In the hot seat…

Members of the CERN Fire and Rescue Service and the Swiss fire services* have been taking part in a series of experiments organised by the Federation of Swiss Fire Services (FSSP), designed to test out new materials for fire-fighters’ clothing. Today’s exercise -  being locked inside a burning chamber.


The fire-fighters sit patiently in the test chamber with fire raging around them...

Friday, 5 July. 9.15 a.m. at the Prévessin training site. The fire is building nicely
and the flames are starting to lick across the floor of the CERN fire-fighters’ simulation chamber. Five fire-fighters wearing prototype under-garments and heat and flame-resistant coveralls prepare to enter this inferno. One by one they take their seats in the blaze where they must remain for 15 minutes. Under their clothes they are wired up to an array of sensors which measure their heart rates, humidity levels and body temperatures.

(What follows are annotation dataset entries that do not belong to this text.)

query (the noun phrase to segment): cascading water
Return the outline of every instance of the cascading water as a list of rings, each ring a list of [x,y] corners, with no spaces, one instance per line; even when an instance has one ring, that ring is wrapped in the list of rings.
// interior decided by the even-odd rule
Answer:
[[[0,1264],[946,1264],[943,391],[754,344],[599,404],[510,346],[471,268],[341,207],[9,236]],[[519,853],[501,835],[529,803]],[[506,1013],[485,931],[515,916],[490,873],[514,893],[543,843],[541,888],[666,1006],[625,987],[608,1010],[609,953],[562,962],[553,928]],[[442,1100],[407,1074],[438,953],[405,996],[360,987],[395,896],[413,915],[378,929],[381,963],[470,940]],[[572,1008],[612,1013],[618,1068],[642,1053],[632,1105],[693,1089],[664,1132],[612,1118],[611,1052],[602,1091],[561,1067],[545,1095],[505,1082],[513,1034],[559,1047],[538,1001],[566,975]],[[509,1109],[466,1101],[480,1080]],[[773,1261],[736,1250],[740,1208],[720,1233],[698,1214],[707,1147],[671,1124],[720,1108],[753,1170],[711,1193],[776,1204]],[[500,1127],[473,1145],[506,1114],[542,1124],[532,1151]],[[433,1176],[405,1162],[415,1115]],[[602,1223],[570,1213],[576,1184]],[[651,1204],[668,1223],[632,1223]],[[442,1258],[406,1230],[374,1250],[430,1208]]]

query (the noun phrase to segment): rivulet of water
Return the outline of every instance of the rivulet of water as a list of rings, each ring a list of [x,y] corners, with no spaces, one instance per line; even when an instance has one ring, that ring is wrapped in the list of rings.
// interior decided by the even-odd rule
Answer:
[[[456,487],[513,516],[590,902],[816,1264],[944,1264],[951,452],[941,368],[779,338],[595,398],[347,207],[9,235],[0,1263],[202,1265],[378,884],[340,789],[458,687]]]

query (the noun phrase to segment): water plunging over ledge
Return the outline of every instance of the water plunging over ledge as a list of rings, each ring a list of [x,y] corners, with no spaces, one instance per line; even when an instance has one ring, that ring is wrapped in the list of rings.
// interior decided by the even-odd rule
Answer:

Inside the chamber, temperatures begin to soar: 180°C at mid-height and up to 480 °C at ceiling level. Under the close scrutiny of their instructors, the five guinea-pigs sit and wait, impassive. Once the fifteen minutes are up, they are taken to an air-conditioned room at 22°C for fifteen minutes of respite. But they aren’t allowed a drop of water, as this would skew the results. They then head back into the chamber to “cook” for another fifteen minutes.

A few minutes’ respite before going in for a second roasting.

At the end of the exercise, everything is weighed - socks, pants, stockings, glove liners, trousers etc. – to determine precisely how much water has been absorbed by each of the new equipment items. At these temperatures, the body loses several litres of water in a few minutes. “This new equipment has been designed to allow the body to breathe without losing too much water,“ explains Heiko Clicque, a fireman at CERN, who was taking part in the tests. ”Fire-fighters in Switzerland and elsewhere are encountering safety problems with their coveralls, which are too hermetic and thus accumulate too much heat. This generates a sharp rise in body temperature which can cause loss of consciousness, with disastrous consequences.”

Ten fire-fighters took part in this series of tests in vivo that follow on from a first campaign at the Swiss Federal materials testing laboratory (EMPA) in Saint Gallen last spring. The same subjects underwent various exercises where they had to run inside a chamber heated up to 40°C with 0% humidity. The results of these experiments, which are the fruit of a broad interdisciplinary collaboration, are expected in September and will contribute to the development of new, improved equipment. This will be good news for fire-fighters and victims alike.

*Fire and Rescue Services of Neuchâtel, Fire and Rescue Services of Geneva, Vaud fire insurance establishment, Schutz und Rettung Zürich, Feuerwehr und Zivilschutz St Gallen, Ausbildungszentrum für Sicherheit Büren, Gebäudeversicherung Kanton Zürich.